On the other hand, Anova (& post-hoc tests) results give us whether there are any sig. differences among the means of DV for each treatments (categories of IV). So it doesnt only explain the association by determining which levels of IV (PRIMARY&SECONDARY/BACHELOR/MASTER&PHD+) have sig effect on DV (JOB INVOLVEMENT) , but also the comparisons of their effects on DV.

It seems that Anova provides what Spearman rho does, even beyond that. The question is: Do we need to conduct Spearman rho rather than Anova in any particular case?

Answer 1

First, Spearman's rho, like other correlation measures, does not posit a dependent and independent variable. ANOVA does. So, they answer different questions.

Second, Spearman's rho (and other correlation measures) may be more easily understood than the results of ANOVA.

Answer 2

With Anova, you are assuming that residuals have a normal distribution. If deviation from Normality is a serious issue (see for example a discussion here: ANOVA assumption normality/normal distribution of residuals), you can't draw valide inference (i.e. your confidence intervals and p-values are not valid).

With Spearman's correlation, you are measuring the direction of association between the two variables, but just using rankings. While this makes your results robust to outliers, your inference becomes less efficient (in case the normality assumption of residuals is not violated). The big issue I see with using Spearman's correlation is that you have an ordinal variables, thus few distinct values. While a correction for ties have been proposed for Spearman's correlation, if you have too few distinct values you have "jumps" from a value to another (i.e. transformed values are not equally spaced anymore), thus the usual advantage of robustness to outliers of Spearman's correlation does not hold anymore (or is at least questionable; see here: http://sci.stat.consult.narkive.com/GN2zNUes/which-correlation-coefficient-in-case-of-many-ties for a discussion on this issue).

To sum up, I would either use ANOVA (possibly after transforming your data if there are issues with the distribution of residuals) or, as a non-parametric alternative, use a Kruskal-Wallis test.
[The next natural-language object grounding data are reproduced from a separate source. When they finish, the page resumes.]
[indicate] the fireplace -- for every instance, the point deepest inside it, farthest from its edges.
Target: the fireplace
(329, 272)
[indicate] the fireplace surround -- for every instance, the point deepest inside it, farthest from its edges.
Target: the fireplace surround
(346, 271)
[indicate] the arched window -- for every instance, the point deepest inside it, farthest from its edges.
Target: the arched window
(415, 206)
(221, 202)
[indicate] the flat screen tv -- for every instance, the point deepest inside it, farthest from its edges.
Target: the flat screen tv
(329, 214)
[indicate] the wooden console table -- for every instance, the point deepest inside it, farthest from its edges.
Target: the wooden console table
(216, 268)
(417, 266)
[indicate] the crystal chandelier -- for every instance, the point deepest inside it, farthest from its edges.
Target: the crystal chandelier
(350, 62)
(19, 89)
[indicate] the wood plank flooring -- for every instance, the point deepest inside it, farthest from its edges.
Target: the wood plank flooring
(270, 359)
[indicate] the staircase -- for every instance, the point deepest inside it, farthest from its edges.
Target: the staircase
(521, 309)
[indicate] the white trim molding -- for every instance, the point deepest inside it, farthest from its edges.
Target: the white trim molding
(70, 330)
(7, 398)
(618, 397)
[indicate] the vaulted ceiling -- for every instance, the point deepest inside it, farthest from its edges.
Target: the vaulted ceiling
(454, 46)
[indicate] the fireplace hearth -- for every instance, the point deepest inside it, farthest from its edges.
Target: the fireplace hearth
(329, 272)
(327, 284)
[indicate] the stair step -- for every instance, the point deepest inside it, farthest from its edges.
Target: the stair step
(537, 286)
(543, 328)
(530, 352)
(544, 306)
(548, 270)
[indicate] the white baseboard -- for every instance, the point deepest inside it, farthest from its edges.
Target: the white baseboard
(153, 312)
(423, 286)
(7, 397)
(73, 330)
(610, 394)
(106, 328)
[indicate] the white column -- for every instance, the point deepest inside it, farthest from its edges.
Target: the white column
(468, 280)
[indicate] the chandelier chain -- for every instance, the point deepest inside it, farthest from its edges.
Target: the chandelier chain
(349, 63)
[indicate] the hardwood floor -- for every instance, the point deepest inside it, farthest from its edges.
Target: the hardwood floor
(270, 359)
I would consider the Spearman's correlation coefficient only if education is measured in years (so that you have a reasonable amount of distinct values).

Please notice that, with Spearman's correlation, you are treating (the ranked transformation of) education as a continuous variables, so you are answering the question of whether more/less educated people are more/less involved; on the contrary, with ANOVA and Kruskal-Wallis you are comparing groups of educational level regardless of their ranking.

Finally, I add that an alternative to Spearman's correlation (Kendall's Tau) is nowadays considered better if I well understand (Kendall Tau or Spearman's rho?) even if I think Spearman's correlation is still rather popular (maybe because its interpretation seems easier).